Al Jazeera's Rob Reynolds in Nashville said McCain will probably try to be much more aggressive than he had been in the previous debate in Oxford, Mississippi.

In focus

In-depth coverage of the US presidential election
A vice-presidential debate between McCain's running mate, Sarah Palin, and her Democratic rival Joe Biden, had been relatively muted.

Polls judged Obama the winner of the first debate two weeks ago, but Tuesday's debate is being held in a more informal, town hall venue - a favourite setting for McCain and one he used in the party primaries this year and in 2000.

During the debate, moderated by Tom Brokaw, a presenter for NBC news, an audience of around 80 people are being permitted to ask the candidates questions.

Both men will also face several email queries.

Campaign intensifies

McCain's campaign has unleashed a number of attacks on Obama in the last few days as his advisers signalled they wanted to move the debate away from the economy.

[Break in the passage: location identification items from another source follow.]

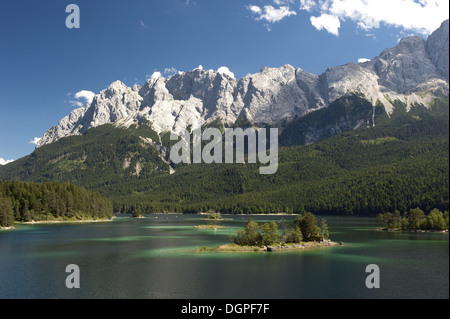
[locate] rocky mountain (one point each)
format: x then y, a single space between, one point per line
414 72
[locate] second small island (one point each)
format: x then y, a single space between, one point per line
304 233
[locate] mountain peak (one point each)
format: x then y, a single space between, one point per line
414 71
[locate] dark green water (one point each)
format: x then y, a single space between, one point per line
152 258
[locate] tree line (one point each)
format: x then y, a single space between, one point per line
304 228
29 201
414 219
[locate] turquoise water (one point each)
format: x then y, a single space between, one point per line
154 257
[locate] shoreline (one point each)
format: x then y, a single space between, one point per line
67 221
413 230
270 248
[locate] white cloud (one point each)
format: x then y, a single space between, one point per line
81 98
362 60
156 75
327 22
171 70
254 9
4 162
35 140
419 16
307 4
271 14
225 70
88 96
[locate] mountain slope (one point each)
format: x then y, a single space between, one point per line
415 71
401 163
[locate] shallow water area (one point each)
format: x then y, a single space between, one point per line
154 257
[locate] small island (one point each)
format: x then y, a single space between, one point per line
415 220
304 234
50 202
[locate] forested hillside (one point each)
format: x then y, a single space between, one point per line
27 201
401 163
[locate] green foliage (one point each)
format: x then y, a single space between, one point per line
268 234
295 236
26 201
400 164
414 219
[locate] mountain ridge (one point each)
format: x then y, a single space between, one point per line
414 72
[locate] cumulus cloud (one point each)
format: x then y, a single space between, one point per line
171 70
362 60
328 22
225 70
156 75
4 162
35 140
82 98
419 16
270 14
88 96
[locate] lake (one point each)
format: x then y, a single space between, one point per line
154 258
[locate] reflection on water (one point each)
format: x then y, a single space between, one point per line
155 257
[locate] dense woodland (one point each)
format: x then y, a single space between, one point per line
414 219
27 201
303 229
400 164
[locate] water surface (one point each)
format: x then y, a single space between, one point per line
153 258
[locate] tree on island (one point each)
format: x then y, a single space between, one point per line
304 228
414 219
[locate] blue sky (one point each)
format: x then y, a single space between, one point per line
43 64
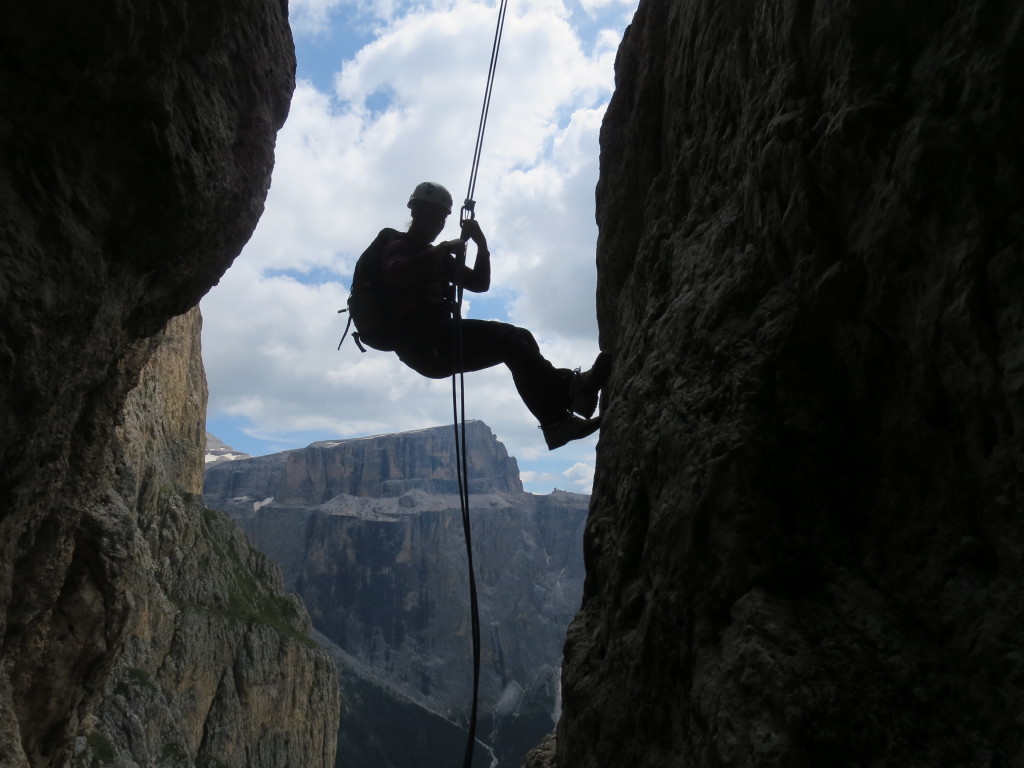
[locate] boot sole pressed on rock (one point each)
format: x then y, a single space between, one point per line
585 401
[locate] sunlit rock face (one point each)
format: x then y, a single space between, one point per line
805 546
136 143
369 532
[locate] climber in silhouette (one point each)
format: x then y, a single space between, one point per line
422 278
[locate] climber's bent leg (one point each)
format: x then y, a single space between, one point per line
427 348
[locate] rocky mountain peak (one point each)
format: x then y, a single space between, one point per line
375 466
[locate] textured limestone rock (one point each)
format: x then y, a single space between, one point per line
806 541
369 532
135 151
217 666
380 466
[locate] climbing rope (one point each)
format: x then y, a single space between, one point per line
459 390
468 209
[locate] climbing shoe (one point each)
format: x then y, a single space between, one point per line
569 428
584 388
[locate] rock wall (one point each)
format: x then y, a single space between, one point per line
136 143
216 666
806 540
369 532
378 466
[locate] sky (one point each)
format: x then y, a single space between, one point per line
388 94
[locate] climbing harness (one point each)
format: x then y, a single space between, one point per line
468 211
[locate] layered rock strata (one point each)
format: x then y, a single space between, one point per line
806 545
136 143
216 666
369 532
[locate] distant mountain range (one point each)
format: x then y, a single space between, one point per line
369 532
220 452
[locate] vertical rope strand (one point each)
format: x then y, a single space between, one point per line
459 397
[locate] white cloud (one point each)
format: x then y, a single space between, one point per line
581 477
406 109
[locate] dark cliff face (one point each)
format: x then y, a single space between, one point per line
135 151
806 541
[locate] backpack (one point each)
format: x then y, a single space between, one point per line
370 300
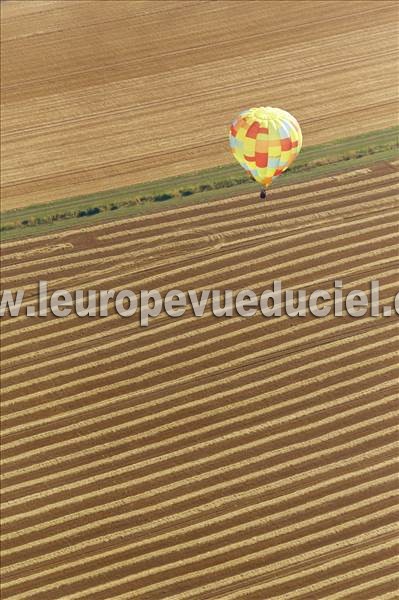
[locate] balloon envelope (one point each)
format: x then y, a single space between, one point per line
265 141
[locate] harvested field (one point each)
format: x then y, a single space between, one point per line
206 458
133 84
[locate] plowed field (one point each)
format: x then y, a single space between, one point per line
204 458
99 95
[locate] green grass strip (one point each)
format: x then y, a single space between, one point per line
202 186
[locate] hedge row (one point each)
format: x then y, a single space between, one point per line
181 193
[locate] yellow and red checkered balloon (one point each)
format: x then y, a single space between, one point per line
265 141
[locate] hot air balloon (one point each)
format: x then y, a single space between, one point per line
265 141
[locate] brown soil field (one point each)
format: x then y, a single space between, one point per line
206 458
99 95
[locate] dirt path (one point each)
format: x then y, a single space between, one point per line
207 458
141 90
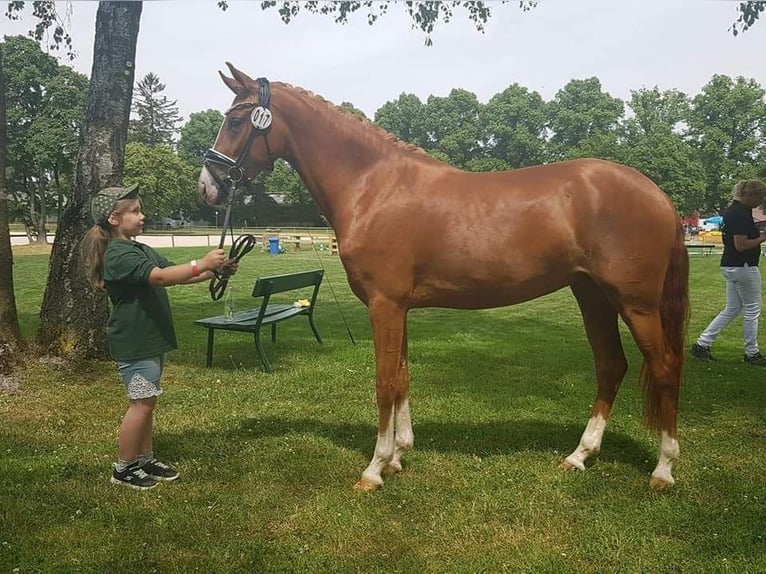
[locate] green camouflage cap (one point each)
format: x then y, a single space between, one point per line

The Arizona senator and Palin have criticised Obama for his links to William Ayers, a member of the Weather Underground radical group in the 1960s, and his former minister, Reverend Jeremiah Wright.

Obama has responded by raising questions about McCain's relationship with Charles Keating, a central figure in the US "savings and loan" scandal in the late 1980s and early 1990s that cost taxpayers billions of dollars.

McCain was criticised at the time by a US senate committee for his "poor judgement" over the scandal.

The change in tone during the campaign has raised expectations of an explosive debate.

"In order to change the dynamics of this race, we anticipate that McCain will launch his nastiest attacks and continue to lie about Barack Obama's record," Bill Burton, an Obama spokesman, said.

A supporter asked McCain on Monday: "When are you going to take the gloves off?"

McCain replied: "How about Tuesday night?"